Saturation means more of a given ingredient cannot be added to a given volume or fabric of activity, without spilling over, and being wasted. The fossil fuels market is saturated, in the sense that it cannot effectively capitalize on major new production investment without major new construction of productive facilities. The industry has effectively pushed prices higher and cannot reduce them without seeing a dropoff in profits. Most people can no longer afford the fuel they used to consume.
This raises the question of scalability.

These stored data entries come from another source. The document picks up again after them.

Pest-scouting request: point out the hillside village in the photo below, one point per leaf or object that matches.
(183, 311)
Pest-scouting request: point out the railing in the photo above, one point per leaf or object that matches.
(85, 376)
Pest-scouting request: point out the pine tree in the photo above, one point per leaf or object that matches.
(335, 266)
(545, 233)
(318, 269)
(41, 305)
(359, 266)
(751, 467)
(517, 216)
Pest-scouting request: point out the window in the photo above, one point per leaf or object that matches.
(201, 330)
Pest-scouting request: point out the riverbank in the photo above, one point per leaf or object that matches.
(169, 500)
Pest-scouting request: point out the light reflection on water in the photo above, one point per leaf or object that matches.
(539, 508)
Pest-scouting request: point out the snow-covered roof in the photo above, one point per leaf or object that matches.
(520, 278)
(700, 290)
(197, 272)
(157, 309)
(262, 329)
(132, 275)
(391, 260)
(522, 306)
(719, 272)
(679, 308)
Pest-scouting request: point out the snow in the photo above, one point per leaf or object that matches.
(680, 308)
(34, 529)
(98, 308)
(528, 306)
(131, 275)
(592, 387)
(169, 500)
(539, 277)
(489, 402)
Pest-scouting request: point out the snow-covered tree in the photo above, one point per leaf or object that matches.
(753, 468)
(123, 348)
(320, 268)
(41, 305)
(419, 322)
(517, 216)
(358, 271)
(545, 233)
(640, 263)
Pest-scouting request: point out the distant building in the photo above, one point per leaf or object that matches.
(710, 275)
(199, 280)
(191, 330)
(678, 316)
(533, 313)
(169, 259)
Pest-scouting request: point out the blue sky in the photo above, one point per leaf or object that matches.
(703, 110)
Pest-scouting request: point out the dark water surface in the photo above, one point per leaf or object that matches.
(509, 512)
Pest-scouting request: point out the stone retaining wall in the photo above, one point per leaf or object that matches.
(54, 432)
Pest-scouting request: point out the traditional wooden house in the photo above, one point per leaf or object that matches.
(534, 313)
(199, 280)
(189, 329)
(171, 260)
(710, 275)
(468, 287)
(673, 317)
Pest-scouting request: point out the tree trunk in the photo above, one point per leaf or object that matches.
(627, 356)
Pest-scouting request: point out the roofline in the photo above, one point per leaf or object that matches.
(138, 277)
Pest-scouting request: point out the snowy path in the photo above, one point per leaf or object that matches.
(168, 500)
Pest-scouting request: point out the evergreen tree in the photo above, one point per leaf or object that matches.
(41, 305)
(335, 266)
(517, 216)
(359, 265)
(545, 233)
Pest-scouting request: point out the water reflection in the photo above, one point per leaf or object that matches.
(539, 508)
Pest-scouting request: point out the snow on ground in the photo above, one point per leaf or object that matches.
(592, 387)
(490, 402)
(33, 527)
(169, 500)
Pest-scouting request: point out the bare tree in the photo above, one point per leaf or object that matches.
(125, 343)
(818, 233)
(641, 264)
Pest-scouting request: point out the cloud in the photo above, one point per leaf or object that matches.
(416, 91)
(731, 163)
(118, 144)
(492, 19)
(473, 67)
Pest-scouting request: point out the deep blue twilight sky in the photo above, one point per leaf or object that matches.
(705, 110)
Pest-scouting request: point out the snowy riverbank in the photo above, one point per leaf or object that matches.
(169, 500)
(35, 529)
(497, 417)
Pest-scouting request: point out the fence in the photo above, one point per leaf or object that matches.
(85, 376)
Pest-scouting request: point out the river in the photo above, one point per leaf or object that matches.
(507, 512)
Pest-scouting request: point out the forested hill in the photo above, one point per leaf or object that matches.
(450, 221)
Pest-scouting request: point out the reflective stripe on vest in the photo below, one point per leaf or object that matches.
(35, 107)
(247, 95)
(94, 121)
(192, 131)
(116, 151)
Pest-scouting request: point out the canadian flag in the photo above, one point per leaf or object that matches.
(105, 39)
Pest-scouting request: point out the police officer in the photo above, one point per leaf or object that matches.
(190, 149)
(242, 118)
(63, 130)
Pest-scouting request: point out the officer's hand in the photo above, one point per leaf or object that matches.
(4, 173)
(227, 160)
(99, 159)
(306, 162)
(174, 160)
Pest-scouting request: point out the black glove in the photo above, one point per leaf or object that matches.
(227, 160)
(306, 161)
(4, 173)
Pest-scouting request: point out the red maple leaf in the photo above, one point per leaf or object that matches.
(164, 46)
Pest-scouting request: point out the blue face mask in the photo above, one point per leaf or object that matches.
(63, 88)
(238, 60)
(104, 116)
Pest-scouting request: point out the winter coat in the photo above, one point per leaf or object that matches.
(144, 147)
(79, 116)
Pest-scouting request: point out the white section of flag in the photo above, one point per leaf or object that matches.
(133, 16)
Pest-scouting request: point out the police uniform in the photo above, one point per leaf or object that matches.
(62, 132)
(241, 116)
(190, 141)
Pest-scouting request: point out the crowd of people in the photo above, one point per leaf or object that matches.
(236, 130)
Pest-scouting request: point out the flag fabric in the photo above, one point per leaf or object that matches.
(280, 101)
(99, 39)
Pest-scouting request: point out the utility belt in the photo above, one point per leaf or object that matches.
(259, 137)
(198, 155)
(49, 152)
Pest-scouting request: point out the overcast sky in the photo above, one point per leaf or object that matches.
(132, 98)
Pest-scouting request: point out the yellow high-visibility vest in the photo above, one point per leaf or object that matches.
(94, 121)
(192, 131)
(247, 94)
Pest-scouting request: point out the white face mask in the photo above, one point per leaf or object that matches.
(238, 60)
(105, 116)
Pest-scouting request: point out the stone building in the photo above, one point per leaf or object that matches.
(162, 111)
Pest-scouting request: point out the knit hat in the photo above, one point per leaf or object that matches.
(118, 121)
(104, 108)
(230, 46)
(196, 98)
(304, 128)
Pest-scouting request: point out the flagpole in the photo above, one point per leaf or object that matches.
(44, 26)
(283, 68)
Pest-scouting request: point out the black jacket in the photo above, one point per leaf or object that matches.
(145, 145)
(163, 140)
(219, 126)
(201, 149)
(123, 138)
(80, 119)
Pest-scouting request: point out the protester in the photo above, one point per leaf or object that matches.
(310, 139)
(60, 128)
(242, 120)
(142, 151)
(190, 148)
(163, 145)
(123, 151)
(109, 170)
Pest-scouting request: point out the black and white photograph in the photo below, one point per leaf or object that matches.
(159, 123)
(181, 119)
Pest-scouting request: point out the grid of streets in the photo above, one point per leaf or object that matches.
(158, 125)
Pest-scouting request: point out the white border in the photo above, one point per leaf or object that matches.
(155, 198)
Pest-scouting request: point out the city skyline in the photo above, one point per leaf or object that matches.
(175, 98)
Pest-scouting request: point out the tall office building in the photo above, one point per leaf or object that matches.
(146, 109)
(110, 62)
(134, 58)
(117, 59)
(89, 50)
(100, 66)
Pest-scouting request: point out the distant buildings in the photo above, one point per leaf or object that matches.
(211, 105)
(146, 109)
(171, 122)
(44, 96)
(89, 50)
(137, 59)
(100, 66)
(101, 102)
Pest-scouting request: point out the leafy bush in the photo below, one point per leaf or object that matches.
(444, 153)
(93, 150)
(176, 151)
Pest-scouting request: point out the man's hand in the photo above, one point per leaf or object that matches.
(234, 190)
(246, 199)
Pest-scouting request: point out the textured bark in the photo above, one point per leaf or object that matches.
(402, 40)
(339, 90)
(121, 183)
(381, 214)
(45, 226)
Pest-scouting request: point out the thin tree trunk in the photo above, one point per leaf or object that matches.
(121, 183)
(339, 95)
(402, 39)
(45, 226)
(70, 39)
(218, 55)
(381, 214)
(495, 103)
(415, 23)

Scalability refers to the notion that as activity of a given kind expands, as the benefits and efficiencies of size, reinforced by growing market share, which means a greater ability to determine outcomes, an economy of scale arises: a thing begins to cost less per unit or per usage, because a scalable activity has made the unit or the usage cost less without reducing overall revenues.
Scalability depends on many other features of the marketplace, however. One of these is the value of investment. Another is the availability of that investment. When a market has already gone global, and is controlled by a handful of megaconglomerates and governments, and is saturated, and is pricing reliant consumers out, investment slows down. In a credit-scarce economy where no one is as rich as the oil interests, even moreso.
The ability to rapidly scale up production, and to create a potent and escalating visible return on investment for consumers, is hampered by justifiable skepticism about where this globalized, saturated and entrenched market sector can hope to go. Add to that this problem of a business model whereby one consumes a finite fossil resource that cannot be reproduced, burning one’s assets as one goes, and you have a model that does not shape up favorably for the 21st century.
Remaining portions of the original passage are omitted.